Ce même jour, alors qu’Éliane était parvenue à faire avaler un peu de bouillon à Lucia, celle-ci lui demanda :

« Où sommes-nous ici, Éliane ? »

— « Le médecin m’a défendu de vous laisser parler, Lucia, » répondit Éliane « Mais si vous désirez savoir où nous sommes, je vous le dirai bien ; nous sommes chez le Docteur Stone. »

— « Chez le Docteur Stone ! Mais… »

— « Oui, le Docteur Stone était, lui aussi, retenu à la caverne et il nous a emmenés ici. »

— « Et les autres ?… Que sont-ils devenus ? »

— « Les autres, c’est-à-dire le cuisinier, Samson et René ont abandonné la caverne, Lucia… C’est le Docteur Stone qui vous a soignée ; du moins, qui prescrivait pour vous et qui analysait les remèdes que je vous administrais, dans la caverne… Sans son aide, j’aurais été bien en peine pour vous donner des soins.

— « Mon frère… » commença la malade.

— « Votre frère m’avait laissé son adresse à Paris, Lucia.
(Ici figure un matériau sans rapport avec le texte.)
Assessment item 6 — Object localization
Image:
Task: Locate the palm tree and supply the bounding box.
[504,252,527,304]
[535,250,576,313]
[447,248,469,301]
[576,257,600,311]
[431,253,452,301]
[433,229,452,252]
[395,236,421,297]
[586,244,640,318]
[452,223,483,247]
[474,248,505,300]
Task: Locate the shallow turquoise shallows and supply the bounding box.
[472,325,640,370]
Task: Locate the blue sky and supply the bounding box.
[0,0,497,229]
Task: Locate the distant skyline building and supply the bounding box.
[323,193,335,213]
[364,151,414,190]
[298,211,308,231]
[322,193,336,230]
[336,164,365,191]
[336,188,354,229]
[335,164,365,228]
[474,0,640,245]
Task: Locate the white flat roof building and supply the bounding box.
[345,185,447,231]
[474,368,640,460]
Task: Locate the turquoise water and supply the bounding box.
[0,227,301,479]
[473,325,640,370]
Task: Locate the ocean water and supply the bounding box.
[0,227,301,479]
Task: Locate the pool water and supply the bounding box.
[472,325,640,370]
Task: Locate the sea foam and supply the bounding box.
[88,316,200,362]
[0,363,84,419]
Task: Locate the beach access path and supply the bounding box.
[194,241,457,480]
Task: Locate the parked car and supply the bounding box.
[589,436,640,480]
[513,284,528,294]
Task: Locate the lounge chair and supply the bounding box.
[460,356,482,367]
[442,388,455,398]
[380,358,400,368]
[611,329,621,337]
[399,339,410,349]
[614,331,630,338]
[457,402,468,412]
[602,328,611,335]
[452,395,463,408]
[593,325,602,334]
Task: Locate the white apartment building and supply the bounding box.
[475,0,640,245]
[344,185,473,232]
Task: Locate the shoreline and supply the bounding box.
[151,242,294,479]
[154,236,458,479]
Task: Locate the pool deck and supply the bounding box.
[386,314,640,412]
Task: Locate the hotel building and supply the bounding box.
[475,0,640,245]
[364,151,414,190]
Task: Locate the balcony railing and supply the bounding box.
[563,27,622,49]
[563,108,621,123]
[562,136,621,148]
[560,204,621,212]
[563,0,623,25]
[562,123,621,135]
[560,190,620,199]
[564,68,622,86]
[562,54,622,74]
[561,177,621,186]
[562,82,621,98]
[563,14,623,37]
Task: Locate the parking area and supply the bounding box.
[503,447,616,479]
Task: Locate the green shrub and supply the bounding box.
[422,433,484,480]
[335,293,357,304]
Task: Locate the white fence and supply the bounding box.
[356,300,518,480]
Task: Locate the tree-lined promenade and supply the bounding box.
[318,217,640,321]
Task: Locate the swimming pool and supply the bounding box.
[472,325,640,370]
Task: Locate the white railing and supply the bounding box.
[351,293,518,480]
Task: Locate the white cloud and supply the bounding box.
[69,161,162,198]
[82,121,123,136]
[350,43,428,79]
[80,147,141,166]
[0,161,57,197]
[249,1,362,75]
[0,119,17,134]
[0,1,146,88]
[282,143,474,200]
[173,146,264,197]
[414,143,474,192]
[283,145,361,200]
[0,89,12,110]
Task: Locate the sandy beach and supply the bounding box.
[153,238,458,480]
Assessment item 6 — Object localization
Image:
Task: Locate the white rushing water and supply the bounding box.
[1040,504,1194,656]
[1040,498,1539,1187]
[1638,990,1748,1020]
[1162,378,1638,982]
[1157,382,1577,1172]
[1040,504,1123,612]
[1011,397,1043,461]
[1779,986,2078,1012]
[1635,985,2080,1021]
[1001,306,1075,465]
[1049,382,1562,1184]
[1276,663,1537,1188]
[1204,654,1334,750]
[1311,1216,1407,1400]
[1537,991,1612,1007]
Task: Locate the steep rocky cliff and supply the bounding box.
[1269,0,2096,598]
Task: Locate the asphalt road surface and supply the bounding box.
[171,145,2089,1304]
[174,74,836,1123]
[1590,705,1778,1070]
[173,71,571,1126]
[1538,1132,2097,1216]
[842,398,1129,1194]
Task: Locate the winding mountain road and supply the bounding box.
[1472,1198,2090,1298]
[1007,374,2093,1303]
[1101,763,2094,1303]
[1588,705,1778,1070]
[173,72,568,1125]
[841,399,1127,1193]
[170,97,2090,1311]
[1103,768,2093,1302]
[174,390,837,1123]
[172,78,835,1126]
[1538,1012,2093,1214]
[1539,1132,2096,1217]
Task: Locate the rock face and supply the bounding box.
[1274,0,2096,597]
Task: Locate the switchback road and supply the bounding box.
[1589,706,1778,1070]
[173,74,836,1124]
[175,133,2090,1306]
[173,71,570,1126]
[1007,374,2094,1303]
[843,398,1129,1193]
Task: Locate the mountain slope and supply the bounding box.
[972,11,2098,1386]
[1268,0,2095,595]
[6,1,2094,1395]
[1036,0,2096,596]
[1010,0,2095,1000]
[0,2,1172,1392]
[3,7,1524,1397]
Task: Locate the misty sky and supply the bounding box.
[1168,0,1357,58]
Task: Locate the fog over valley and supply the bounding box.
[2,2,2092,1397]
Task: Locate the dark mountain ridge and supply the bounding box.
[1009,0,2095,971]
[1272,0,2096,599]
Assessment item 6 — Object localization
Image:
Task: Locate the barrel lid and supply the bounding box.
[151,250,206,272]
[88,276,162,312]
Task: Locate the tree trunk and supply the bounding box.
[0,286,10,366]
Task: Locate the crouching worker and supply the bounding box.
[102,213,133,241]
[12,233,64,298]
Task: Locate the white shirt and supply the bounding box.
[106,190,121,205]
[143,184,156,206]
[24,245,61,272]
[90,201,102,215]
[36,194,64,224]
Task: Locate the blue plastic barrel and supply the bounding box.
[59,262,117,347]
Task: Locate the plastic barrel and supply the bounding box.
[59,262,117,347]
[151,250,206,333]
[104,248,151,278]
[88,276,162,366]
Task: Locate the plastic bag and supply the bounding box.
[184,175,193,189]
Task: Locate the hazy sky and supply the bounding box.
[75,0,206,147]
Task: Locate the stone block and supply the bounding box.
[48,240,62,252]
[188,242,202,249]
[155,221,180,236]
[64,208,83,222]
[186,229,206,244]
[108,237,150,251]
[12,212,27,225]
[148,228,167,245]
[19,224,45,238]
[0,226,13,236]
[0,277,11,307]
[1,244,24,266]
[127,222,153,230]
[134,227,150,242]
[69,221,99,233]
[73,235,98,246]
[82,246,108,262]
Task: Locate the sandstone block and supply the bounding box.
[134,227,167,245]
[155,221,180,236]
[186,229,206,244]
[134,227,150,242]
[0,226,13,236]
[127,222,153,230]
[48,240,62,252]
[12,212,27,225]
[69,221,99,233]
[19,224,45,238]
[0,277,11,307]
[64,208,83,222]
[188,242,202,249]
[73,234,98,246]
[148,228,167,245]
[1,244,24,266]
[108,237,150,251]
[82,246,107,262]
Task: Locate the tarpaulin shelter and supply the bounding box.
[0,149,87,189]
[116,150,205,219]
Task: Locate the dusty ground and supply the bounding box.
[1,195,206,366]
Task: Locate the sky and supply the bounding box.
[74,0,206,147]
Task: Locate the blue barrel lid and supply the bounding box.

Je lui ai écrit, lui racontant tout… Il sera sur ses gardes… Je lui devais cela à M. Castello, car il avait été généreux lorsque ma mère avait tant besoin de secours. »

— « Merci, Éliane, » murmura Lucia. Et des larmes coulèrent sur ses joues amaigries. « Maintenant, demandez au Docteur Stone de faire venir un Notaire, sans retard… J’ai parfaitement conscience de mon état et la mort ne me fait pas peur… Un Notaire, Éliane ! »

— « Je vais m’en occuper tout de suite, Lucia. » répondit Éliane, les larmes dans les yeux. « Paul va me remplacer auprès de vous. »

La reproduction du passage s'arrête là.